Re: Inaccurate documentation about identifiers
От | raf |
---|---|
Тема | Re: Inaccurate documentation about identifiers |
Дата | |
Msg-id | Y3a6BMoEzbcZ0rEy@raf.org обсуждение исходный текст |
Ответ на | Re: Inaccurate documentation about identifiers (Tom Lane <tgl@sss.pgh.pa.us>) |
Ответы |
Re: Inaccurate documentation about identifiers
|
Список | pgsql-bugs |
On Thu, Nov 17, 2022 at 03:01:10PM -0500, Tom Lane <tgl@sss.pgh.pa.us> wrote: > Jeff Davis <pgsql@j-davis.com> writes: > > On Wed, 2022-11-16 at 08:36 -0500, Brennan Vincent wrote: > >> However, it seems that all non-ASCII characters are considered > >> "letters" > > > You're correct: it seems to allow any byte with the high bit set; > > including, for example, a zero-width space. > > Yes, see scan.l: > > ident_start [A-Za-z\200-\377_] > ident_cont [A-Za-z\200-\377_0-9\$] > > identifier {ident_start}{ident_cont}* > > > I don't think we want to change the documentation here, because that > > would amount to a promise that we support such identifiers forever. > > I also don't think we want to change the code, because it opens up > > several problems and I'm not sure it's worth trying to solve them. > > Right. IIRC, the SQL spec would have us allow only things that actually > are letters per Unicode or other relevant spec, but (1) that's rather > encoding-dependent and (2) the hit to parsing speed would likely be > non-negligible. Still, we might do it someday if someone can find > a way around those concerns. (Accepting whitespace, in particular, > is Not Great.) I think benign neglect in the docs is the best path. > > regards, tom lane I think a lot of programming languages probably only use ASCII for operators and whitespace.

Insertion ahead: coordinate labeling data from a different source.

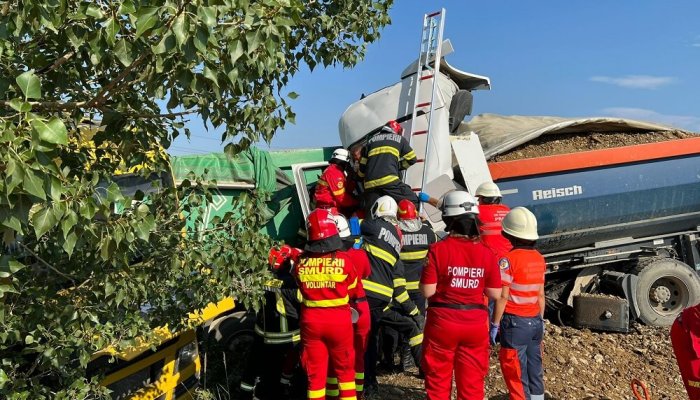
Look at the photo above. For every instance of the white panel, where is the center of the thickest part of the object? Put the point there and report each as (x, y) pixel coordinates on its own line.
(471, 160)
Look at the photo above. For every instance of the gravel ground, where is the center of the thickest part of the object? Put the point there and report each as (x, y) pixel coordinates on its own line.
(547, 145)
(581, 364)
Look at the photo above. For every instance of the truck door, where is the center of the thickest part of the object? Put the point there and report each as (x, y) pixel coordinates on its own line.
(305, 178)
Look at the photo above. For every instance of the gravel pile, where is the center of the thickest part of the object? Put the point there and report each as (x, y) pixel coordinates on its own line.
(547, 145)
(581, 364)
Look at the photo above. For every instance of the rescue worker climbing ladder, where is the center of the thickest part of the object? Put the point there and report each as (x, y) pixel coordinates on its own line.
(277, 332)
(327, 280)
(386, 281)
(520, 310)
(384, 156)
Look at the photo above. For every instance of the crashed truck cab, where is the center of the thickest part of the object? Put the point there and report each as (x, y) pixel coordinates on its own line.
(624, 222)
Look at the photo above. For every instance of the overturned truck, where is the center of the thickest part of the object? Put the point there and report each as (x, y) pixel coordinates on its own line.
(619, 225)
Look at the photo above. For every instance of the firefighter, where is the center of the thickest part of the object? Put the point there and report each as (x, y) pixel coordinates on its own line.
(382, 241)
(519, 313)
(491, 214)
(327, 280)
(385, 155)
(361, 327)
(334, 189)
(460, 272)
(417, 236)
(277, 331)
(685, 338)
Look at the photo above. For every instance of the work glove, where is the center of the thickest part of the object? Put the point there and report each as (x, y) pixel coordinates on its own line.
(419, 320)
(493, 332)
(423, 197)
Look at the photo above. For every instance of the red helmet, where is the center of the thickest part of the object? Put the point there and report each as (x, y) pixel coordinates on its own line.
(321, 225)
(407, 210)
(393, 127)
(278, 257)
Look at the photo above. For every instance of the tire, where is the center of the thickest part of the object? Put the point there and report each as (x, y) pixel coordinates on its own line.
(664, 288)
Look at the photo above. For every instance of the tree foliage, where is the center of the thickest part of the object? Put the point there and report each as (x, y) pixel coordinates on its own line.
(88, 88)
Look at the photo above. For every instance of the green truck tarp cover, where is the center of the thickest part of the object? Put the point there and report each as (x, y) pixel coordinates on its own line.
(257, 169)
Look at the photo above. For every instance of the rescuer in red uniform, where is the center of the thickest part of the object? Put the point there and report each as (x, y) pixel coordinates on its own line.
(491, 214)
(459, 272)
(519, 312)
(362, 325)
(334, 189)
(385, 155)
(685, 338)
(327, 281)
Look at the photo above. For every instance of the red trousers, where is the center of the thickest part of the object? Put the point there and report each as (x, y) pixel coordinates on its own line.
(686, 345)
(360, 339)
(327, 334)
(455, 341)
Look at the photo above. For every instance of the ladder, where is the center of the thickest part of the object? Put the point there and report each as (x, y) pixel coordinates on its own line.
(430, 51)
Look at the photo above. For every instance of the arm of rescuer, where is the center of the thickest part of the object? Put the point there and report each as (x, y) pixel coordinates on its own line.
(407, 156)
(428, 279)
(341, 188)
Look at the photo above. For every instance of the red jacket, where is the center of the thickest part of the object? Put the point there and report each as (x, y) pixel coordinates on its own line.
(334, 189)
(326, 280)
(491, 216)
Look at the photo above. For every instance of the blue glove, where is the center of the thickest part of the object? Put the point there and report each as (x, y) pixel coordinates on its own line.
(423, 197)
(493, 332)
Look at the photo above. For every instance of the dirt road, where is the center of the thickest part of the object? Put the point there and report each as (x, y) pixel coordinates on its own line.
(580, 364)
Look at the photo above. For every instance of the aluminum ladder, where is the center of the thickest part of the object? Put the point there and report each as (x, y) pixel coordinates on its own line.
(430, 52)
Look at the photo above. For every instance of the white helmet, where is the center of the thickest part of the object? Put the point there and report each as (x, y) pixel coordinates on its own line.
(341, 155)
(459, 202)
(487, 189)
(385, 207)
(342, 223)
(520, 223)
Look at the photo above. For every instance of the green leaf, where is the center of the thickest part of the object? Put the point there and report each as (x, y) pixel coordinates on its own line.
(94, 11)
(211, 75)
(69, 243)
(123, 52)
(30, 85)
(69, 222)
(237, 52)
(114, 193)
(19, 105)
(180, 30)
(207, 15)
(127, 7)
(43, 221)
(112, 29)
(53, 131)
(33, 184)
(146, 19)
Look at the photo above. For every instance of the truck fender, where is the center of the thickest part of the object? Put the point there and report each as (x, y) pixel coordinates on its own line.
(582, 282)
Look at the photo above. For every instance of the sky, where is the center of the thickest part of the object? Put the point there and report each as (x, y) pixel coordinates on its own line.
(637, 59)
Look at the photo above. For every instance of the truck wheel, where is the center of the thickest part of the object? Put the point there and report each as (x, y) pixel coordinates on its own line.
(664, 288)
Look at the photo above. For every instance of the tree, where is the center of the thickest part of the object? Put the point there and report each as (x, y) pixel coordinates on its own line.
(91, 87)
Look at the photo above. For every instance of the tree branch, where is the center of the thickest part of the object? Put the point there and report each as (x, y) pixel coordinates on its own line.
(60, 61)
(51, 267)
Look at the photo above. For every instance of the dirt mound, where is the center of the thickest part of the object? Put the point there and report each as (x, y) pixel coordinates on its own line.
(547, 145)
(580, 364)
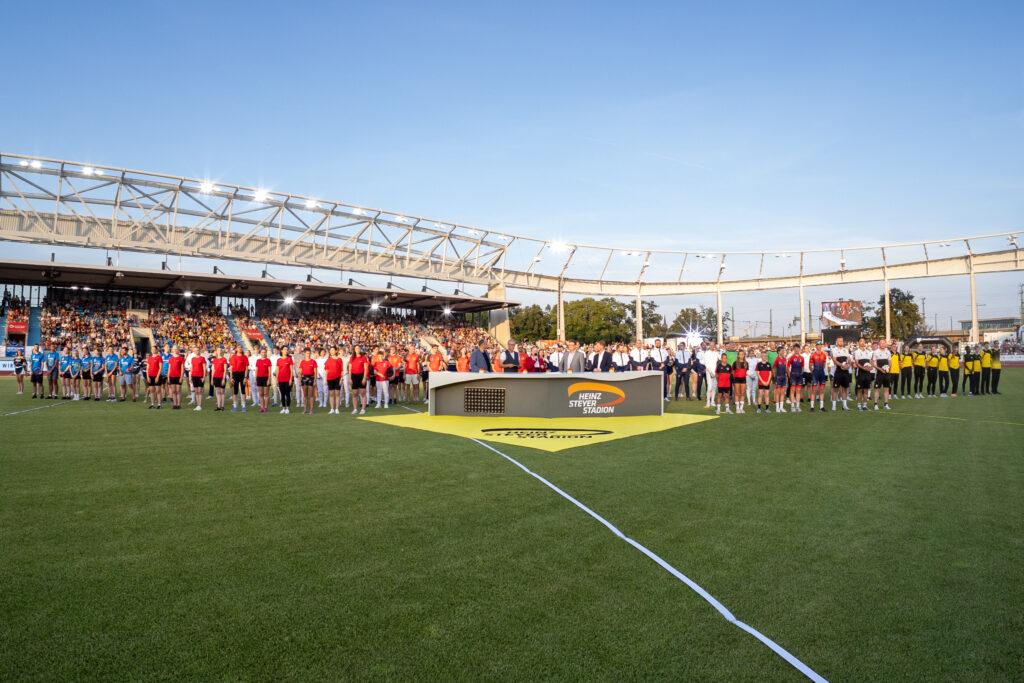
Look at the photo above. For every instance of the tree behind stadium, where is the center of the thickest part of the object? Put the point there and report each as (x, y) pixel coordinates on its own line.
(904, 318)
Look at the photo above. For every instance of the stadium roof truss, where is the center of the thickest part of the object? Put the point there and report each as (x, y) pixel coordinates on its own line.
(46, 201)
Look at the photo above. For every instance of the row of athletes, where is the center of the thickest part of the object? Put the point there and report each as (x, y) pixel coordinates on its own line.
(323, 379)
(868, 369)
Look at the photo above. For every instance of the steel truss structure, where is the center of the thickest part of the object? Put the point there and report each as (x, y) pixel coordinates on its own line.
(47, 201)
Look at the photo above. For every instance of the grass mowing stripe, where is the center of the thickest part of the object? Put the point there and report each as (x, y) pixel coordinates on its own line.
(38, 408)
(722, 609)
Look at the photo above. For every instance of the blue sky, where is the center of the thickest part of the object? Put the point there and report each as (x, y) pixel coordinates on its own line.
(675, 125)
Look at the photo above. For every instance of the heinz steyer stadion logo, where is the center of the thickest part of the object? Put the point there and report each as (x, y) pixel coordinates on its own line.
(595, 397)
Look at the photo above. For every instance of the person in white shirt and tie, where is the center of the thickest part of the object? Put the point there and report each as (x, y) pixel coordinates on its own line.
(659, 361)
(573, 360)
(600, 360)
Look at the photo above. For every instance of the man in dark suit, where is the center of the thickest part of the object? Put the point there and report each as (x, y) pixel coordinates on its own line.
(573, 360)
(479, 359)
(600, 360)
(510, 358)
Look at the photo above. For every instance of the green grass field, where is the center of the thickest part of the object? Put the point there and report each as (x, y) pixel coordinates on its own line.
(137, 545)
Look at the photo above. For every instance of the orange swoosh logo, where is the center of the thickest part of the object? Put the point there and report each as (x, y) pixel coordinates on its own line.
(597, 386)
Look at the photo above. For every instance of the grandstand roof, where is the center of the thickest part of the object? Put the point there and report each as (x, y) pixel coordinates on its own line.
(45, 273)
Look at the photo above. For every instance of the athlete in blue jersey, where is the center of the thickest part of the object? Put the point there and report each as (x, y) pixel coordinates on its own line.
(111, 370)
(164, 366)
(126, 368)
(37, 361)
(64, 363)
(96, 360)
(76, 376)
(52, 370)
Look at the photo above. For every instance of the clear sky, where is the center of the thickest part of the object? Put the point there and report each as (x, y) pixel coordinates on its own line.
(676, 125)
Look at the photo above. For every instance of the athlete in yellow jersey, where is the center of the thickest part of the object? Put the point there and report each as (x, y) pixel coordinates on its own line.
(933, 373)
(920, 360)
(953, 360)
(943, 375)
(996, 370)
(986, 368)
(905, 374)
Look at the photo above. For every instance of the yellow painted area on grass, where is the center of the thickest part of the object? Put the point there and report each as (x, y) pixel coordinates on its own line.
(543, 433)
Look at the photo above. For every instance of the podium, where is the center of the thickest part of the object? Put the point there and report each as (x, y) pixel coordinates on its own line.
(548, 394)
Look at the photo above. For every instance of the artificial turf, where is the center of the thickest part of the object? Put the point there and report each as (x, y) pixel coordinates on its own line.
(144, 545)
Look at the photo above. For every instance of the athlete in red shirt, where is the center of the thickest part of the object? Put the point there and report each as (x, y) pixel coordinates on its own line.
(219, 374)
(239, 364)
(285, 365)
(263, 380)
(413, 374)
(307, 371)
(333, 368)
(381, 367)
(153, 367)
(175, 366)
(197, 372)
(358, 366)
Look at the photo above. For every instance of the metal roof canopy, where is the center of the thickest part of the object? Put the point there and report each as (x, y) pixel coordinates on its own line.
(46, 273)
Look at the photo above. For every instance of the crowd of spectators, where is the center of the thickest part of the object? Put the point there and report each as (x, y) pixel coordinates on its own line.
(76, 322)
(324, 331)
(183, 327)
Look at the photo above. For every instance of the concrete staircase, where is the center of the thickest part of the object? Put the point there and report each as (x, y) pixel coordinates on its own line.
(35, 326)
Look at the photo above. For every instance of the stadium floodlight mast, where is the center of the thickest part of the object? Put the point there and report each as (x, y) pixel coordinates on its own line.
(49, 202)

I have a domain specific micro language that explicitly treats all 8-bit bytes as "letters" when parsing the names of things as a cheap way to "support" ASCII-compatible encodings like UTF-8 and ISO-8859-* (but it's useless for UTF-16, GB 18030, Big5, ...). The only way to do it right would be to decode everything. But then you'd probably lose the ability to include emojis in identifiers. I wonder if anyone's doing that in postgresql. :-) Does the SQL spec require accepting *only* real letters as letters, or does it require accepting *at least* real letters as letters. :-) Just a bit of wishful thinking. cheers, raf
В списке pgsql-bugs по дате отправления: